A Complete Guide to A/B Testing in Python: p-Values, Z-Tests, and Business Metrics

Oftentimes, when we compare two versions of a product, it’s difficult to tell whether the changes made in the alternative version are actually producing the expected results or if the differences we see could simply be due to chance. This is where statistical significance comes in; it represents the idea of measuring how likely it is that an outcome was caused by randomness rather than by a real change. In scientific literature, the term “statistically significant” appears frequently, and it refers to a result that is unlikely to have occurred by chance. In other words, it indicates that a particular treatment or change had a real, measurable impact on the results.

But how can we make sure a result is statistically significant? We can use a simple hypothesis test to answer that question. We begin with a straightforward assumption: that the result happened by chance, meaning our treatment or product change had no real impact. This is what we call the null hypothesis. In an A/B test, the null hypothesis states that both versions produce the same outcomes.

To test that hypothesis, we calculate the p-value, a statistical measure that indicates how probable it is that the difference in results came from chance alone. In other words, assuming both samples truly behave the same, the p-value represents the likelihood that the observed differences can be explained by random sampling.

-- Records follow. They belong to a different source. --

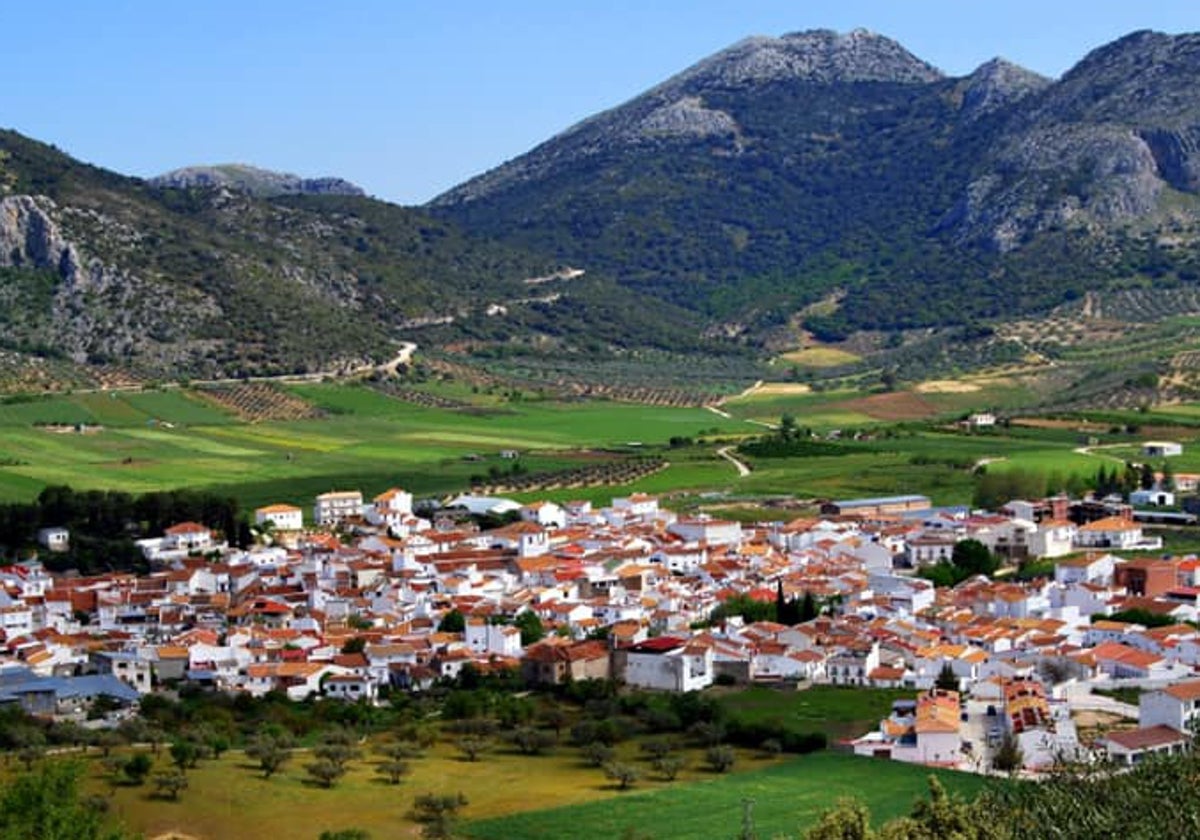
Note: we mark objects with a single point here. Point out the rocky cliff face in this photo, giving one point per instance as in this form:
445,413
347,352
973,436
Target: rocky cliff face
261,183
96,311
1093,149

After calculating the p-value of our experiment, we compare it against a threshold, usually 0.05. A p-value of 0.05 means there is a 5% chance of observing results this extreme even if the null hypothesis is actually true. In other words, even when there is no real difference between the treatments, we would still expect to see results like these about 5% of the time purely by chance. By choosing 0.05 as our threshold, we are accepting a 5% false positive rate, a 5-in-100 chance of concluding that a change or treatment was effective when it actually was not. When talking about hypothesis tests, there are two ways to evaluate an alternative hypothesis. We can test whether version B is simply different from version A (a two-tailed test) or whether version B is specifically better or worse than A (a one-tailed test). The difference between these approaches becomes much easier to see when looking at the graphics below

To calculate a p-value we need to choose the appropriate statistical test, since each test defines how we measure the probability of observing our results by chance. In A/B testing with discrete variables, this typically means selecting a test that matches the structure of the data: proportion z-tests, chi-square tests, and Fisher’s exact test for binary outcomes, or Poisson-based tests for count data. Each method uses the same core idea, but the mathematical form of the p-value depends on the assumptions behind the test.

Fisher’s Exact Test

Fisher’s Exact Test becomes especially useful when we are working with small sample sizes, where the common approximations used in other tests (like the z-test or chi-square test) may no longer be reliable. Instead of relying on a normal approximation, Fisher’s method computes the exact probability of observing a table of outcomes as extreme as the one in our experiment, assuming there is no real difference between the groups. This makes it a robust choice for low-traffic A/B tests or early experiments where only a small number of users have been exposed to each version.

Proportion z-test

The proportion z-test is the standard approach for analyzing binary metrics in large-sample A/B tests. It relies on the idea that, with enough observations, the difference between two proportions (such as CTR, conversion rate, or bounce rate) follows a normal distribution. This allows us to estimate how far apart the two versions are in standardized units and then calculate a p-value. Because it works well with high traffic and binary outcomes, it is one of the most widely used tests in product experimentation.

Chi-square test

The chi-square test and the proportion z-test are closely related, and in many A/B testing scenarios they lead to almost identical conclusions. Both are used to analyze binary outcomes, such as click-through rate or conversion rate, and both aim to determine whether the difference between two groups is larger than what we would expect by chance. The main difference lies in how they approach the problem. The z-test compares proportions directly and assumes the sampling distribution of that difference is approximately normal when sample sizes are large. The chi-square test, on the other hand, works with counts in a contingency table and measures how far the observed frequencies deviate from the frequencies we would expect if both groups behaved the same.

When to use each test

In practice, the proportion z-test is often preferred for A/B tests because it is specifically designed for comparing two proportions and is straightforward to interpret. The chi-square test becomes useful when the results are naturally presented in a contingency table or when comparing more than two groups or more than two categorical outcomes. However, the chi-square test still relies on large expected counts, so it should not be used when sample sizes are small. In low-traffic experiments, Fisher’s Exact Test is the appropriate alternative.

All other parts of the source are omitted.